The future of the Affordable Care Act, often referred to as Obamacare, continues to hang in the balance as the Republicans and President Donald Trump work through what they plan to do in terms of repealing, replacing, and dismantling the program. Democrats are pushing hard against the idea of doing away with the ACA and the benefits it has brought to millions, while people across the country are getting more and more vocal about the issues at hand.

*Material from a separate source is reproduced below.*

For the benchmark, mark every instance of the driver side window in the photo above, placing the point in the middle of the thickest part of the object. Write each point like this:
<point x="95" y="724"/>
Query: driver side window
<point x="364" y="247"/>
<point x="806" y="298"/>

The Republicans have been trying to repeal and dismantle the Affordable Care Act ever since it went into effect and President Donald Trump was quite vocal throughout his campaign about replacing Obamacare with something better. Now that the Republicans have the majority in the House and the Senate, they are anxious to move forward in tearing the ACA apart. However, they are facing significant challenges on this front.
The process to repeal parts of the ACA has already started via the reconciliation process, but there has been a bit of a pause or a stall as the Republicans work through how to proceed. There is no consensus as of yet about how to replace Obamacare and opposition to tearing the coverage apart is rising on many fronts. As the Hill recently detailed, polls are showing increased support for keeping the Affordable Care Act and registrations for 2017 in multiple states increased over prior years.
Increasing numbers of voters speaking up against a repeal of the Affordable Care Act and polls have shifted to show more support for Obamacare now than ever before. In addition, many involved in other areas related to the ACA, such as insurers, doctors, and hospitals, are voicing concern about an ACA repeal as well, especially if no replacement is immediately put together. Numerous warnings about repealing without replacing are emerging, especially as insurers face a spring deadline for filing their 2018 pricing structures and they feel uncertain about what they will face next year.
So far, Republicans have put forth little in terms of a feasible replacement plan, although the pace of this slow progress will likely shift now that Tom Price has been confirmed as the new Health Secretary. Price has been vocal in the past about wanting to see massive changes in the replacement approach the Republicans would put together, and his past proposals have sparked concern among those who rely on the Affordable Care Act.
Despite President Trump, Representative Paul Ryan, and numerous others insisting that a full repeal would come quickly and a replacement would emerge relatively soon, Senate Health Committee Chairman Lamar Alexander has been talking about what lies ahead a bit differently. As Politico notes, Alexander has shifted to talk more about moving slowly, thinking carefully, and repairing the issues with Obamacare rather than a full-blown repeal and dismantling of the ACA.
Alexander suggests a focus on expanding Medicaid and working to help those relying on the insurance exchanges for affordable coverage, and he has insisted that his priorities are in sync with those of Ryan and Price. However, efforts to strip away the taxes that fund the Obamacare subsidies are underway within other groups in Congress and many things remain up in the air.
Just ahead of his inauguration, Trump said that he would put a plan into place that would ensure that everybody had insurance, details the Washington Post, and his wording generated significant buzz as he shared nothing else in terms of specifics. Republicans have already missed a January deadline related to their repeal and replace process and both Democrats in Congress and constituents are getting more vocal by the day against demolishing the ACA.
More talk has been emerging about slowing the process down, perhaps over the course of a few years, but those who rely on Obamacare for coverage remain anxious about what the future holds in terms of their access to affordable health coverage. Reports have stated that a full repeal could eliminate coverage for 18 million or more people almost immediately, lead to issues for many hospitals, and eliminate up to 3 million jobs according to CNBC. In addition, as CNN notes, the Committee for a Responsible Federal Budget revealed that repealing Obamacare without a full replacement with similar components would cost $350 billion over the course of the next decade.
No clear answer regarding the path forward for either fixing or replacing Obamacare has come together as of yet, but it does appear that Republicans have slowed down slightly and are taking pause when it comes to fully dismantling the Affordable Care Act as quickly as they initially intended. Those wary of what comes next are holding their breath and will be anxious to see where things head as Health Secretary Tom Price gets up and running in his new position and tackles the complex issues surrounding the ACA.